Michelin North America, Inc. v. Maxam Tire North America, Inc. (D. Mass. 22-cv-10047).

  • January 14, 2022

Michelin accused Maxam Tire of infringing a design patent and trade dress on large tires for mining truck, as well as unfair competition.  Maxam moved to dismiss all claims.  Judge Saris granted the motion with respect to the design patent claims.  Maxam asserted that the poor quality photograph of one of the accused tires did not properly show the tread design, and that an actual look at the tire would show non-infringement.  Maxam also pointed to its having obtained a design patent covering the accused tire tread over the Michelin patent. 

Judge Saris noted that a later-issued patent is not presumptive evidence of noninfringement, which requires a factual analysis, and accordingly declined to consider the Maxam patents in her analysis.  In response to Maxam’s complaint about the poor quality of the photographs in the complaint, Judge Saris ordered the parties to produce high-quality photographs of the accused mining tires. 

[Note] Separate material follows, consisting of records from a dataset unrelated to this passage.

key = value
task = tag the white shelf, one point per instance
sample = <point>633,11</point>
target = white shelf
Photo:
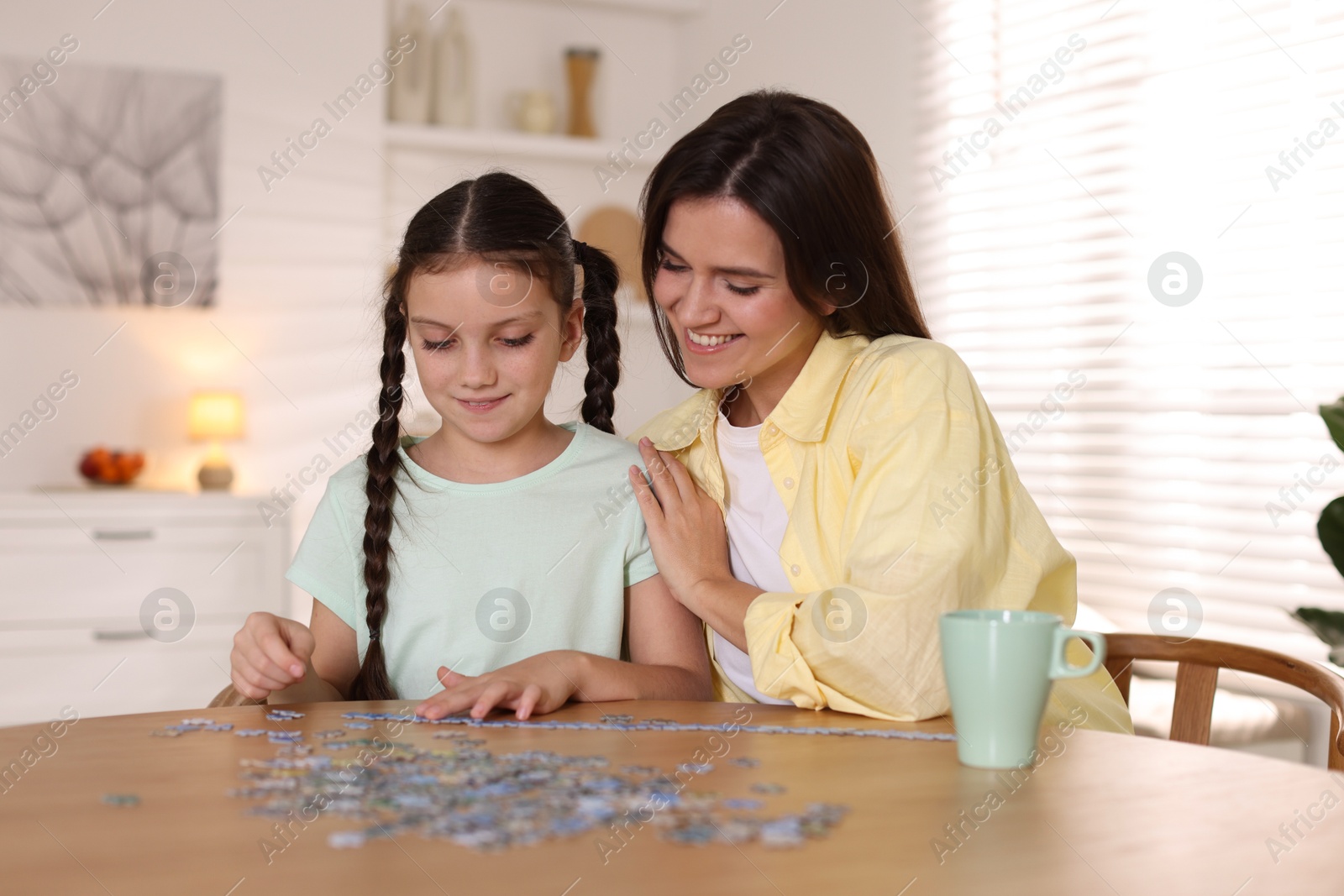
<point>501,143</point>
<point>663,7</point>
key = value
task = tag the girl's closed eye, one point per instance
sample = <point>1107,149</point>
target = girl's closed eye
<point>741,291</point>
<point>512,343</point>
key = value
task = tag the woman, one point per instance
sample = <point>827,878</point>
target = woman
<point>837,481</point>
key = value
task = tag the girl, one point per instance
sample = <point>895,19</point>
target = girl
<point>488,551</point>
<point>864,484</point>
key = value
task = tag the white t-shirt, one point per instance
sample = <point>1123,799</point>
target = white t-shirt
<point>756,521</point>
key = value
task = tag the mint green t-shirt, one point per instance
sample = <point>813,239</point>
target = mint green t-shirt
<point>487,574</point>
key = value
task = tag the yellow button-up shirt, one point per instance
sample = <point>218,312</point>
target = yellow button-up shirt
<point>902,504</point>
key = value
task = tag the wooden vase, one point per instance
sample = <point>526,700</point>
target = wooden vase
<point>581,65</point>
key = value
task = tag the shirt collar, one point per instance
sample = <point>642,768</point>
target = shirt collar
<point>803,412</point>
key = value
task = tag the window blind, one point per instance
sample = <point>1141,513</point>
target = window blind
<point>1163,418</point>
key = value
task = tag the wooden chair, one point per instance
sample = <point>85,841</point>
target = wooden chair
<point>1196,678</point>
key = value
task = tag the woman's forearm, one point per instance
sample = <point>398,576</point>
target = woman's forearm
<point>313,688</point>
<point>723,606</point>
<point>600,679</point>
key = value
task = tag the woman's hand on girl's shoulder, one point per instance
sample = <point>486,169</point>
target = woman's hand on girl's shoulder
<point>539,684</point>
<point>269,654</point>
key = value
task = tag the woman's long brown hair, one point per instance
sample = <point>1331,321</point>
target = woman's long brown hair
<point>501,219</point>
<point>810,174</point>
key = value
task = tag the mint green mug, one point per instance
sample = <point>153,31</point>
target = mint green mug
<point>999,665</point>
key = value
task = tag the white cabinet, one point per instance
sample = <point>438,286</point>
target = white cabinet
<point>127,600</point>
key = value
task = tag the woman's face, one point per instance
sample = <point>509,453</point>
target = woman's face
<point>487,332</point>
<point>722,275</point>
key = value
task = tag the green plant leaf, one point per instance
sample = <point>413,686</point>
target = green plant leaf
<point>1331,528</point>
<point>1328,625</point>
<point>1334,417</point>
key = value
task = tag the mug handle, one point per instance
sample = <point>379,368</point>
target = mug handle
<point>1059,667</point>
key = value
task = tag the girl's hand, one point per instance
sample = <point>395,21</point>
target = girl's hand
<point>538,684</point>
<point>269,653</point>
<point>685,527</point>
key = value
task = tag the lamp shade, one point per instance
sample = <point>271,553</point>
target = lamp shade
<point>215,416</point>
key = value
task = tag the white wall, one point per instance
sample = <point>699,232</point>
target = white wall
<point>295,327</point>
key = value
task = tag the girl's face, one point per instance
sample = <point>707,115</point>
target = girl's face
<point>722,275</point>
<point>487,344</point>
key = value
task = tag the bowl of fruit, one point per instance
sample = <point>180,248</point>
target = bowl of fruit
<point>101,466</point>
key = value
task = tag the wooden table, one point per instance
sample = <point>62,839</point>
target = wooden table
<point>1104,815</point>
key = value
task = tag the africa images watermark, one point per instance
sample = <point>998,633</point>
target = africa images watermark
<point>663,797</point>
<point>44,74</point>
<point>1303,485</point>
<point>1012,779</point>
<point>1326,129</point>
<point>1290,835</point>
<point>44,409</point>
<point>1012,105</point>
<point>44,747</point>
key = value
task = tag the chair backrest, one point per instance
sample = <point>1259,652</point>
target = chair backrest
<point>1196,679</point>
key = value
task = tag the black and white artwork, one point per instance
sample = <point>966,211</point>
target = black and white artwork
<point>109,186</point>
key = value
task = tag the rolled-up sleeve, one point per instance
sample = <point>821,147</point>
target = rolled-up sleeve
<point>934,519</point>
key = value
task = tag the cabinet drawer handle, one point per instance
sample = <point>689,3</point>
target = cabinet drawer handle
<point>123,535</point>
<point>118,634</point>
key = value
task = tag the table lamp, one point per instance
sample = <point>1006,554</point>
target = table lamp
<point>215,417</point>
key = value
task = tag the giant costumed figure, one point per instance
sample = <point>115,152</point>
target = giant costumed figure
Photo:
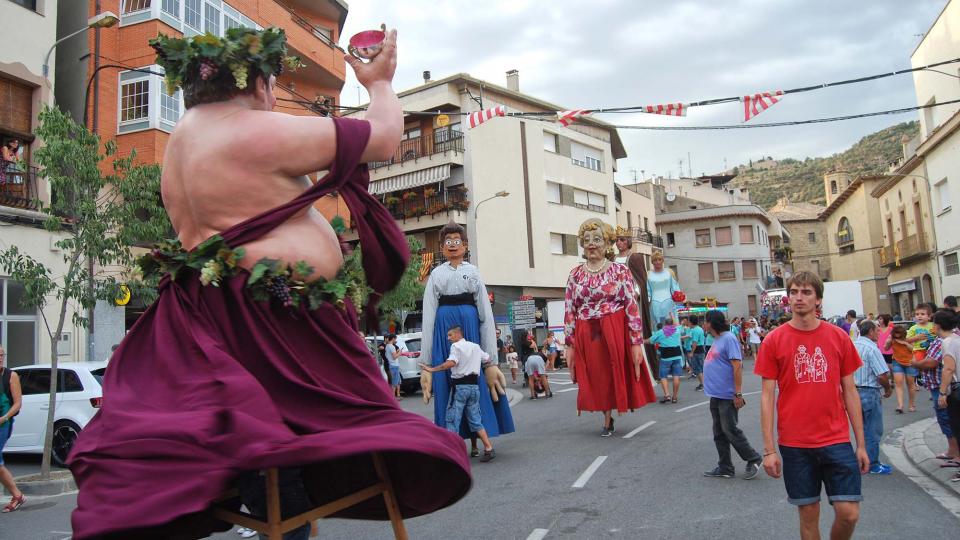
<point>250,358</point>
<point>456,296</point>
<point>604,331</point>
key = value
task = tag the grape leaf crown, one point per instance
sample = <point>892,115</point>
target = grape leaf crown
<point>188,60</point>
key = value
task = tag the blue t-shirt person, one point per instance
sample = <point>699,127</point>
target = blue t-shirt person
<point>718,368</point>
<point>667,337</point>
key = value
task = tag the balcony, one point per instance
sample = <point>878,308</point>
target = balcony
<point>904,251</point>
<point>647,237</point>
<point>412,149</point>
<point>18,189</point>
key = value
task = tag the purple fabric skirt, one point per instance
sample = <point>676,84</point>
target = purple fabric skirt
<point>210,383</point>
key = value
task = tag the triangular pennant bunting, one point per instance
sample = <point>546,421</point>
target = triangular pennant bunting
<point>481,116</point>
<point>757,103</point>
<point>568,117</point>
<point>670,109</point>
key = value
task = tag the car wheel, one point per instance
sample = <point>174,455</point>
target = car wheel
<point>65,434</point>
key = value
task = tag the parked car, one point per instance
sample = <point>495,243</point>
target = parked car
<point>409,365</point>
<point>79,395</point>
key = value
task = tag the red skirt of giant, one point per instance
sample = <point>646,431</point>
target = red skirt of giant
<point>604,367</point>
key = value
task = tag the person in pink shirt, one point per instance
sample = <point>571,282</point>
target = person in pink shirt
<point>884,327</point>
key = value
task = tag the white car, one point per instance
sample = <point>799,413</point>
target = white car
<point>79,395</point>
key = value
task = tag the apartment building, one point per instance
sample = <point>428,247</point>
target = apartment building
<point>108,79</point>
<point>809,250</point>
<point>29,30</point>
<point>520,186</point>
<point>722,253</point>
<point>936,150</point>
<point>854,236</point>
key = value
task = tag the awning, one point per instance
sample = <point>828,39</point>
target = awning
<point>411,180</point>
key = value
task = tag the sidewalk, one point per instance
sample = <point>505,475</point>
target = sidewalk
<point>922,441</point>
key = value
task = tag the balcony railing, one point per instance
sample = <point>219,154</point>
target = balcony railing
<point>18,188</point>
<point>904,251</point>
<point>417,147</point>
<point>647,237</point>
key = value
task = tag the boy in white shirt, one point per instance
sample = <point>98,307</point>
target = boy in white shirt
<point>464,364</point>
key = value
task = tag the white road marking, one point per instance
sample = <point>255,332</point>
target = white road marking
<point>639,429</point>
<point>688,407</point>
<point>538,534</point>
<point>587,474</point>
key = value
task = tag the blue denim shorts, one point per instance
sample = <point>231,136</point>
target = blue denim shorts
<point>395,375</point>
<point>835,467</point>
<point>909,371</point>
<point>671,368</point>
<point>464,401</point>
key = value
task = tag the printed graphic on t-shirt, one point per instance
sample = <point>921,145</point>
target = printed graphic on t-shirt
<point>809,369</point>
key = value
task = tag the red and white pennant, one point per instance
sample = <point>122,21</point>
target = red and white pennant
<point>757,103</point>
<point>478,117</point>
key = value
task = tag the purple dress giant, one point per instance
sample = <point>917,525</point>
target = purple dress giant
<point>210,383</point>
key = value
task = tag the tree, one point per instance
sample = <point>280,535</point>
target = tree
<point>403,298</point>
<point>97,218</point>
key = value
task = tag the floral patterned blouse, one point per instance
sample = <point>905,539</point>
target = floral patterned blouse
<point>591,296</point>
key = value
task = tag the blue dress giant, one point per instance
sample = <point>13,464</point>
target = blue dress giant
<point>457,296</point>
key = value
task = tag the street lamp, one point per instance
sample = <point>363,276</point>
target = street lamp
<point>495,195</point>
<point>100,20</point>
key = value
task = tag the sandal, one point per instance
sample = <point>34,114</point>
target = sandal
<point>14,504</point>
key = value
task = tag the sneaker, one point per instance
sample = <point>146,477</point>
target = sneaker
<point>718,473</point>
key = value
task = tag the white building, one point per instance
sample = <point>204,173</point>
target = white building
<point>939,141</point>
<point>526,242</point>
<point>29,30</point>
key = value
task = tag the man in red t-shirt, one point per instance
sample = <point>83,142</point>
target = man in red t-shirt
<point>812,364</point>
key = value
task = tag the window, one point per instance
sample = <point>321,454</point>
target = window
<point>18,325</point>
<point>134,100</point>
<point>564,244</point>
<point>724,236</point>
<point>943,196</point>
<point>706,272</point>
<point>551,142</point>
<point>703,238</point>
<point>597,202</point>
<point>132,6</point>
<point>726,271</point>
<point>212,19</point>
<point>191,14</point>
<point>553,192</point>
<point>170,106</point>
<point>951,265</point>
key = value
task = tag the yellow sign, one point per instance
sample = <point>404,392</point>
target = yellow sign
<point>124,297</point>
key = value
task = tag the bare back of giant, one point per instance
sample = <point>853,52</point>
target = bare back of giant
<point>224,165</point>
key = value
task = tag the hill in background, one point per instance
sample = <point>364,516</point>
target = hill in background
<point>802,181</point>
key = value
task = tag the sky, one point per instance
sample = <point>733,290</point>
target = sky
<point>614,53</point>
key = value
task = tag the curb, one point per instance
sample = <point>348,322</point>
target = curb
<point>919,454</point>
<point>60,482</point>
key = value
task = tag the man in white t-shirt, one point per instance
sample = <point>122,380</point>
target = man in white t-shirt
<point>464,364</point>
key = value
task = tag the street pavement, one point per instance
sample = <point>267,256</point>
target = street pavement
<point>557,478</point>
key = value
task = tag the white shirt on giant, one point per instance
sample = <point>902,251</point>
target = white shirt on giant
<point>467,357</point>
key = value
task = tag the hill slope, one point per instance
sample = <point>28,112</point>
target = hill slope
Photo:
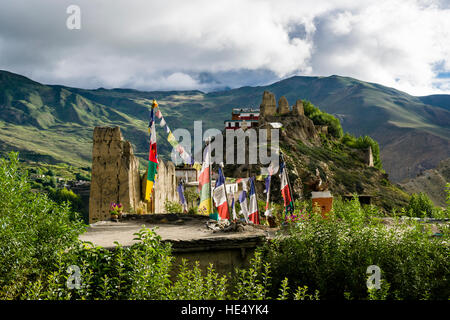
<point>55,123</point>
<point>431,182</point>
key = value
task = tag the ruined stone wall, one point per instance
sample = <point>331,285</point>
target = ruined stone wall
<point>115,174</point>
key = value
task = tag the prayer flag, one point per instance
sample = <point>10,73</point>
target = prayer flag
<point>253,213</point>
<point>152,159</point>
<point>183,202</point>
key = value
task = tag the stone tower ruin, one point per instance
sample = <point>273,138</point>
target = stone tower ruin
<point>115,174</point>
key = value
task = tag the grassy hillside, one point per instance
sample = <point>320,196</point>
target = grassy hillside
<point>55,123</point>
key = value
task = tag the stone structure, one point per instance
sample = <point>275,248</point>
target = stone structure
<point>115,173</point>
<point>115,177</point>
<point>283,106</point>
<point>298,109</point>
<point>165,188</point>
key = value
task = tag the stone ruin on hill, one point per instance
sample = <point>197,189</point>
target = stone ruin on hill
<point>116,177</point>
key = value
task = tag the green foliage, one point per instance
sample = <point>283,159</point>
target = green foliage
<point>353,212</point>
<point>364,142</point>
<point>420,205</point>
<point>322,118</point>
<point>33,229</point>
<point>173,207</point>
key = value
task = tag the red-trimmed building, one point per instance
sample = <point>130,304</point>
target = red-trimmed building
<point>242,118</point>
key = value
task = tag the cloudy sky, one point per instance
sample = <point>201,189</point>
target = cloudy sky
<point>210,45</point>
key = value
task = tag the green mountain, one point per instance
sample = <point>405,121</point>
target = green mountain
<point>55,123</point>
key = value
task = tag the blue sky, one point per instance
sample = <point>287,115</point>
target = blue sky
<point>212,45</point>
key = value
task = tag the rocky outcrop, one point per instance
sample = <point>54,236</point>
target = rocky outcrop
<point>115,174</point>
<point>268,105</point>
<point>283,106</point>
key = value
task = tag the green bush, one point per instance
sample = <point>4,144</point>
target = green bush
<point>332,256</point>
<point>33,229</point>
<point>364,142</point>
<point>64,195</point>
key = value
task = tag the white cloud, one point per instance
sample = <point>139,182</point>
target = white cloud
<point>167,45</point>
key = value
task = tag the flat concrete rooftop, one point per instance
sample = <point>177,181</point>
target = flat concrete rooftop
<point>185,232</point>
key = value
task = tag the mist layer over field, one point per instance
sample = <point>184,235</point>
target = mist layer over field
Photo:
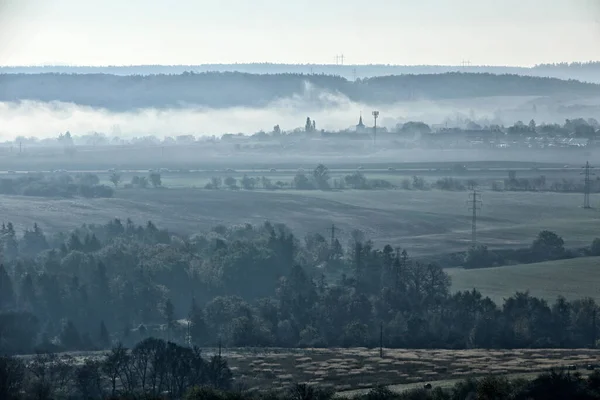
<point>331,111</point>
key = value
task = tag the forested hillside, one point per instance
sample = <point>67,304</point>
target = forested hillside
<point>229,89</point>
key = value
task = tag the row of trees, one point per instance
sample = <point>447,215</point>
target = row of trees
<point>320,179</point>
<point>152,369</point>
<point>239,89</point>
<point>259,286</point>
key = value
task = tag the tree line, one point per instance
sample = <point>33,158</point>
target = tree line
<point>255,286</point>
<point>151,369</point>
<point>228,89</point>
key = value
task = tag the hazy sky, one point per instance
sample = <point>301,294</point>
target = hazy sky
<point>125,32</point>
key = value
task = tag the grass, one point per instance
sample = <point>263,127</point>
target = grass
<point>355,370</point>
<point>425,223</point>
<point>573,279</point>
<point>359,368</point>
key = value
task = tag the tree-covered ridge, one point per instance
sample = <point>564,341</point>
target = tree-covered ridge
<point>227,89</point>
<point>255,286</point>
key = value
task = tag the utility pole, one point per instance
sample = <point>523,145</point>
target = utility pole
<point>587,184</point>
<point>474,204</point>
<point>332,235</point>
<point>594,328</point>
<point>375,116</point>
<point>381,339</point>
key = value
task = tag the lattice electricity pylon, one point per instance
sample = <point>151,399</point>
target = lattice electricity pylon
<point>587,186</point>
<point>475,204</point>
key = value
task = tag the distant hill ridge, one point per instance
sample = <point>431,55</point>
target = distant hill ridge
<point>588,72</point>
<point>227,89</point>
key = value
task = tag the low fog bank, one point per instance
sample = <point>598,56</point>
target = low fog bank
<point>331,111</point>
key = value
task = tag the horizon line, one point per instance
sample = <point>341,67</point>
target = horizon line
<point>60,65</point>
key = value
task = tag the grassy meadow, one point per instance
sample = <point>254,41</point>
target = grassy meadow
<point>573,279</point>
<point>359,368</point>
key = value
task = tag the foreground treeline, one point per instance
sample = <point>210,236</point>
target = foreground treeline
<point>242,89</point>
<point>152,369</point>
<point>255,286</point>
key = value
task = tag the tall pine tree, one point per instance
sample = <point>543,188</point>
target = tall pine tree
<point>7,294</point>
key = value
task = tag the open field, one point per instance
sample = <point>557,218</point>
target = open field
<point>349,371</point>
<point>573,279</point>
<point>424,222</point>
<point>355,368</point>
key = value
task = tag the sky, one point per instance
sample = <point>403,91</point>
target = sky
<point>405,32</point>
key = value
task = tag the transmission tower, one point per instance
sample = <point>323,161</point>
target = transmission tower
<point>375,116</point>
<point>587,186</point>
<point>475,205</point>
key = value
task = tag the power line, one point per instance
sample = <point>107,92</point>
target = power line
<point>375,116</point>
<point>475,205</point>
<point>587,184</point>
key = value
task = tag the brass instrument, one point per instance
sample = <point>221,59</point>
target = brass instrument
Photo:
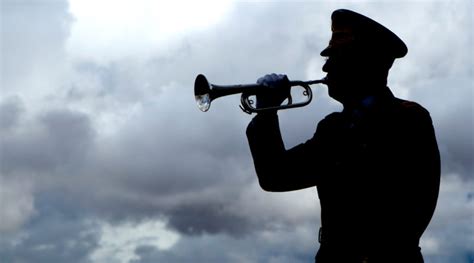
<point>206,92</point>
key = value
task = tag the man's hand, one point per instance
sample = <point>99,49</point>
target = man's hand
<point>278,89</point>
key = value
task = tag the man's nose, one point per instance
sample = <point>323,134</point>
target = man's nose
<point>326,66</point>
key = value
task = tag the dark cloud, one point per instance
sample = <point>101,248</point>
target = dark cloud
<point>54,234</point>
<point>56,142</point>
<point>122,140</point>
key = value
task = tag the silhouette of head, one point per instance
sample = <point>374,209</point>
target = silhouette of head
<point>359,56</point>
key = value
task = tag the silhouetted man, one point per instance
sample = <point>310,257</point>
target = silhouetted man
<point>376,164</point>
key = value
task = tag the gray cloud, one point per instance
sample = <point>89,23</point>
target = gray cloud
<point>123,141</point>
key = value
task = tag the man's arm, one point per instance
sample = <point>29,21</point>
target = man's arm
<point>279,169</point>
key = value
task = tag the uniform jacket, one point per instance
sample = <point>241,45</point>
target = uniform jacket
<point>376,169</point>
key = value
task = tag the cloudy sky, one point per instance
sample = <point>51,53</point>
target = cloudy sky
<point>104,156</point>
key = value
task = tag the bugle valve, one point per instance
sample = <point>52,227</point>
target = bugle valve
<point>205,93</point>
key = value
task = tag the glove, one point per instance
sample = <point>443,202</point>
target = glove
<point>276,91</point>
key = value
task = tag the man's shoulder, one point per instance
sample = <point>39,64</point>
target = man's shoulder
<point>409,107</point>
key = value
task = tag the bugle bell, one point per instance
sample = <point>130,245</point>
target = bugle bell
<point>205,93</point>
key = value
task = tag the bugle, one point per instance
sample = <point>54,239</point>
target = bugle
<point>205,93</point>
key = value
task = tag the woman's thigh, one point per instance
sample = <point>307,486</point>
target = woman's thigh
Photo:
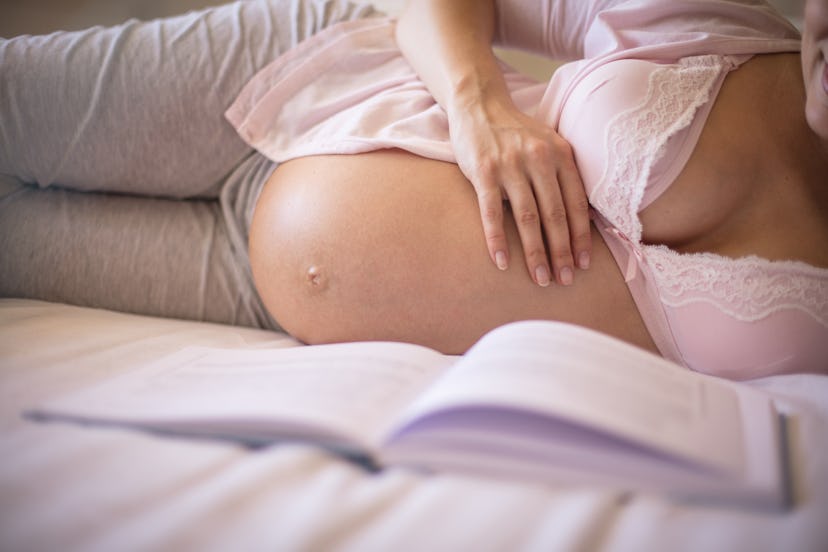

Comparing these photographs to the design patent, Judge Saris determined that the design and the actual tire tread of one of the accused tires were sufficiently dissimilar to preclude a finding of infringement under the ordinary observer test.  Accordingly, she dismissed the design patent claim as against one of the accused tires.

She denied Maxam’s motion on the remaining claims.  She found that the complaint sufficiently alleged protectible and non-functional trade dress, although she noted that the non-functionality was in dispute.  She rejected Michelin’s argument that the tire tread is “packaging” not requiring a showing of secondary meaning, finding the tread to be inherent to the actual physical tire.  She found, however, that the complaint alleged enough facts to demonstrate (assuming these facts to be true) that the tread had acquired secondary meaning – specifically, length of use in the marketplace, marketing and advertising of the tread design, and copying by Maxam.  She also determined that a jury could find the designs to be substantially similar to each other, meaning infringement was possible.  She therefore allowed the trade dress claims to proceed. 

Finally, as Maxam had made no separate arguments for dismissing the 93A claim, she allowed that to move forward as well.